During the last couple of days I’ve received some questions about whether Isolator’s maintenance subscription, with the upgrades and bug fixes that come with it, is worth the investment. To answer these questions I looked back at our release notes, commit logs and backlog documentation to see what we accomplished since this time last year. Writing these emails turned from a chore to a joy, and I just had to share the pride – we have been able to add so much value to the product this year! Here are the highlights:
- The AAA API – now, this is a biggy, so I’ll take a few lines to explain. Our C# AAA API was released almost exactly a year ago (the 3rd week of August if you want to be pedantic), and was improved, extended and polished throughout the year. Using it myself, and listening closely to customer feedback I can say with confidence: it’s simply awesome. The ease of use when writing tests, and readability when reviewing them is superb; however, it’s more than syntactic sugar: we put painstaking effort in designing the API for maintainability. The default behaviors, feature set (Recursive Fakes, True Properties, True Indexers and more) protect your test code: if you refactor the code under test without changing the way interaction with your fake objects works, in all probability you won’t have to change your test code. This is huge to me – there’s nothing more depressing than changing tests for change’s sake, even if no functionality was changed. This is what we’ve aimed for, and I’m proud to say we made it.
- VB.NET support -Isolator’s VB friendly API is designed around the same design principals that make our c# API great, but specifically for the VB developer. To make sure we did this right we all turned (or returned) to VB development in order to feel the pain when using an API obviously designed for another language.
- MsCorLib faking support – we really thought it couldn’t be done (I’ll spare you the technical reasons). Faking the framework’s core object model, from DateTime to data structures and file system became our eternal known limitation. Then when we developed Typemock Racer, and some creative thinking showed us to the way to fake mscorlib types. Isolator already supports faking DateTime.Now and File.ReadAllText, and much more will come (by the way, if you have an mscorlib type you would like to see joining the party next, leave me a comment below).
- Isolator for SharePoint – it is excessively hard to fake behavior on the SharePoint object model. In fact, Isolator is the only tool that can. Now we offer a dedicated SharePoint product, and lots of materials on unit testing SharePoint on our site and on independent experts’ sites.

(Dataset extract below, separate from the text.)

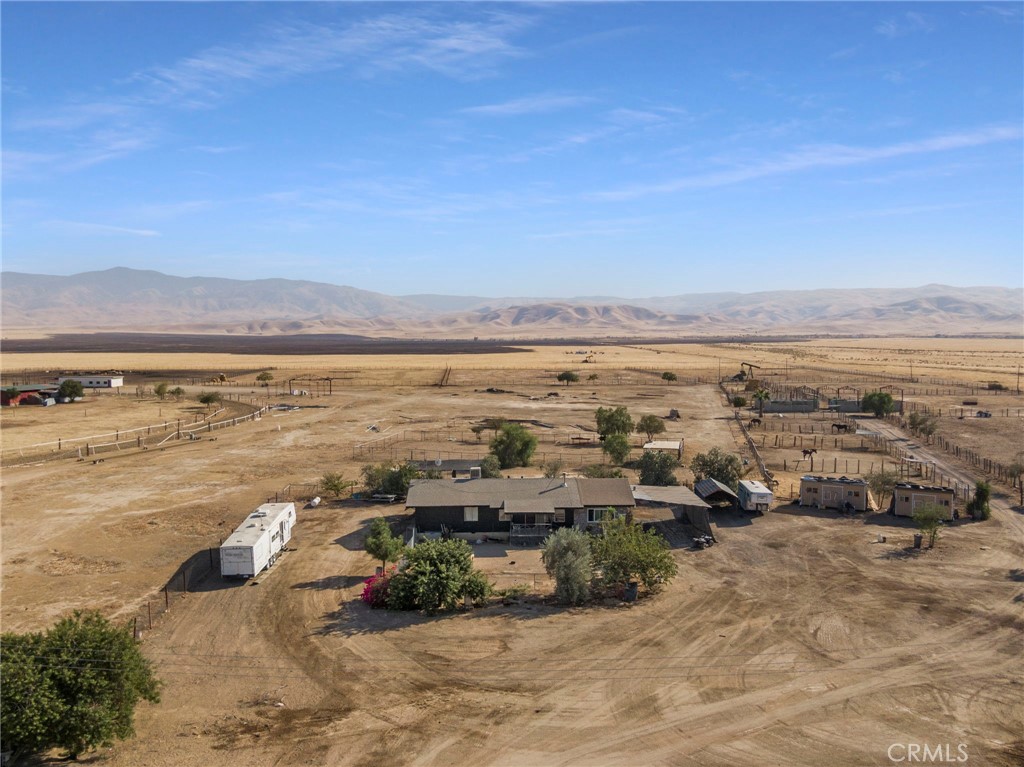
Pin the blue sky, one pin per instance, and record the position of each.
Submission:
(524, 148)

- Tons of new features – really too many to list here. Naming a few off the top of my head (and linking to the details): faking Live Object behavior, better Future Instance faking, advanced constructor handling (1, 2) , and duck-type swapping (a personal favorite of mine).
- Megatons of bug fixes – I would be silly to try and create any sort of list, but let me say this (again): support is top priority for us. We actively and aggressively pursue bugs. Sometimes the bugs fight back, but we mostly win :). All Isolator releases come with what we judge as the most important bug fixes, and we make sure to put in a good number of those.
So there you go. Of course, there’s much more. I’m strongly biased toward the product development, but our site received a major overhaul and offers better accessibility to learning materials, we improved our customer support process, provide unit testing webinars and participated in lots of events and talks. It’s been a busy year, and looking back at it (pretty much at a random point in time too) makes me feel happy with the value we managed to provide. Excuse me while I pat myself (and the rest of the team) on the back. Don’t worry, we won’t let up – expect some pretty exciting stuff soon!